Guptan R C, Thakur V, Sarin S K, Banerjee K, Khandekar P
Department of Gastroenterology, GB Pant Hospital, New Delhi, India.
Am J Gastroenterol. 1996 Jul;91(7):1312-7.
Infection due to hepatitis B virus (HBV) could be due to wild or mutant (precore or surface) viruses. The prevalence and clinical profile of different viral forms in patients with chronic liver disease has not been established.

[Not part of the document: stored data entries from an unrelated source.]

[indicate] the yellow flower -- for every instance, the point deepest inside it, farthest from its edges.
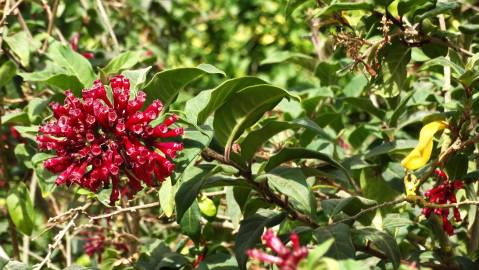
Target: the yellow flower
(420, 155)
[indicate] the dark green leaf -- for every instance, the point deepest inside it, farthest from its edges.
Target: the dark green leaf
(20, 209)
(382, 241)
(244, 109)
(222, 93)
(365, 105)
(251, 230)
(7, 72)
(342, 248)
(190, 222)
(123, 61)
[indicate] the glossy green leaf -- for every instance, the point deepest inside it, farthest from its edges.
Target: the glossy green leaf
(365, 105)
(340, 6)
(244, 109)
(123, 61)
(19, 43)
(20, 209)
(292, 183)
(382, 241)
(251, 230)
(258, 137)
(74, 63)
(292, 153)
(137, 78)
(342, 248)
(7, 71)
(190, 222)
(223, 92)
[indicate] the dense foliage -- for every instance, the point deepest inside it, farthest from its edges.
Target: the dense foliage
(255, 134)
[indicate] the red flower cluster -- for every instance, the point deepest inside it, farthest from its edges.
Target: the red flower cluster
(286, 259)
(95, 139)
(442, 194)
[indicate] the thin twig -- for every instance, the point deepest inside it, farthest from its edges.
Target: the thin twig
(262, 188)
(51, 21)
(58, 238)
(370, 209)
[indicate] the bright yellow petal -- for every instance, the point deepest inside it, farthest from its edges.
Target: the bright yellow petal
(420, 155)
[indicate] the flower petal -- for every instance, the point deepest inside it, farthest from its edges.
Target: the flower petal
(420, 155)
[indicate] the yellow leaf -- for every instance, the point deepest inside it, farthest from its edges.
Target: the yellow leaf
(420, 155)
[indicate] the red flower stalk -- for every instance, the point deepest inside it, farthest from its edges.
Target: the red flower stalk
(95, 243)
(443, 194)
(286, 259)
(97, 140)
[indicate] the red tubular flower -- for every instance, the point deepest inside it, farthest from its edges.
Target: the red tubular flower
(97, 141)
(443, 194)
(286, 259)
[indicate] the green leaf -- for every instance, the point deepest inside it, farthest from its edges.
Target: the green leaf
(336, 6)
(223, 92)
(382, 241)
(193, 180)
(19, 43)
(256, 138)
(315, 255)
(122, 61)
(442, 61)
(244, 109)
(195, 139)
(74, 63)
(251, 230)
(365, 105)
(166, 85)
(292, 183)
(34, 109)
(400, 109)
(20, 209)
(220, 261)
(293, 57)
(397, 56)
(137, 78)
(374, 187)
(60, 80)
(15, 117)
(207, 206)
(456, 166)
(350, 205)
(7, 72)
(356, 86)
(326, 72)
(291, 5)
(190, 222)
(342, 248)
(167, 197)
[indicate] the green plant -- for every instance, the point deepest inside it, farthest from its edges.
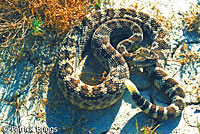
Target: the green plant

One hundred and twenty patients with histologically proven HBV-related chronic liver disease were studied. Patients with dual infection with HCV/HDV/HIV, past history of interferon therapy, or autoimmune hepatitis were excluded. Eighteen (15.5%) patients had the precore mutation (HBsAg +ve, HBeAg -ve/anti-HBe +ve, HBV DNA +ve), and 13 (10.8%) had the surface gene mutations (HBsAg -ve, HBeAg -ve, IgG anti-HBc, and HBV DNA +ve). The remaining 89 (74.2%) patients were infected with wild type HBV. The course of all patients with mutant forms and 41 of those with the wild type form was followed for a mean (+/- SD) of 4.4 +/- 2.4 yr.

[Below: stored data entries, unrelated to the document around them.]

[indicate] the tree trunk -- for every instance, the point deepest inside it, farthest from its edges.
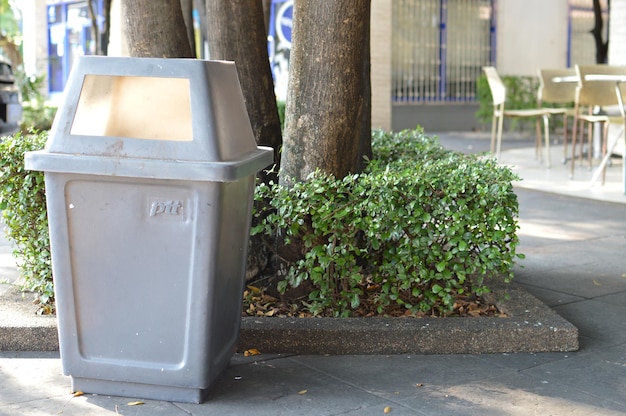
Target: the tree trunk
(326, 101)
(155, 28)
(365, 142)
(187, 9)
(602, 48)
(236, 32)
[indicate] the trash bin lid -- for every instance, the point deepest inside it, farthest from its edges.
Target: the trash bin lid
(152, 117)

Compared with wild-type-infected patients, those with surface mutation were younger (39.9 +/- 14 vs. 30.1 +/- 12.4 yr, p < 0.05). Patients with precore mutations had a shorter illness than those with surface mutant (p < 0.01) and wild forms (p < 0.05). Histologically, patients with precore type had more active liver disease than wild type (39% vs. 15%, p < 0.05). Patients with precore mutations were always symptomatic, often presenting with ascites (67%) and jaundice (55%). Patients with surface mutant forms often presented with quiescent cirrhosis (77%) or cirrhosis with hepatoma (15%).
One-fourth of HBV-related chronic liver disease in Asian Indians is attributable to mutant HBV forms. The presence of variant viruses alters the natural history of the disease, with the precore variance having a more aggressive course and the surface mutant, a more quiescent but unfavorable course, compared with the wild type.
乙型肝炎病毒(HBV)感染可能由野生型或突变型(前核心区或表面区)病毒引起。慢性肝病患者中不同病毒形式的患病率和临床特征尚未明确。
对120例经组织学证实为HBV相关慢性肝病的患者进行研究。排除丙型肝炎病毒/丁型肝炎病毒/人类免疫缺陷病毒双重感染患者、既往有干扰素治疗史的患者或自身免疫性肝炎患者。18例(15.5%)患者存在前核心区突变(HBsAg阳性,HBeAg阴性/抗-HBe阳性,HBV DNA阳性),13例(10.8%)患者存在表面基因突变(HBsAg阴性,HBeAg阴性,IgG抗-HBc阳性,HBV DNA阳性)。其余89例(74.2%)患者感染野生型HBV。对所有突变型患者和41例野生型患者进行了平均(±标准差)4.4±2.4年的随访。
与野生型感染患者相比,表面基因突变患者更年轻(39.9±14岁对30.1±12.4岁,p<0.05)。前核心区突变患者的病程比表面基因突变患者(p<0.01)和野生型患者(p<0.05)短。组织学上,前核心区突变型患者的肝病比野生型更活跃(39%对15%,p<0.05)。前核心区突变患者总是有症状,常表现为腹水(67%)和黄疸(55%)。表面基因突变型患者常表现为静止性肝硬化(77%)或伴有肝癌的肝硬化(15%)。
亚洲印度人中四分之一的HBV相关慢性肝病归因于突变型HBV形式。与野生型相比,变异病毒的存在改变了疾病的自然史,前核心区变异病程更具侵袭性,表面基因突变型病程更静止但预后不良。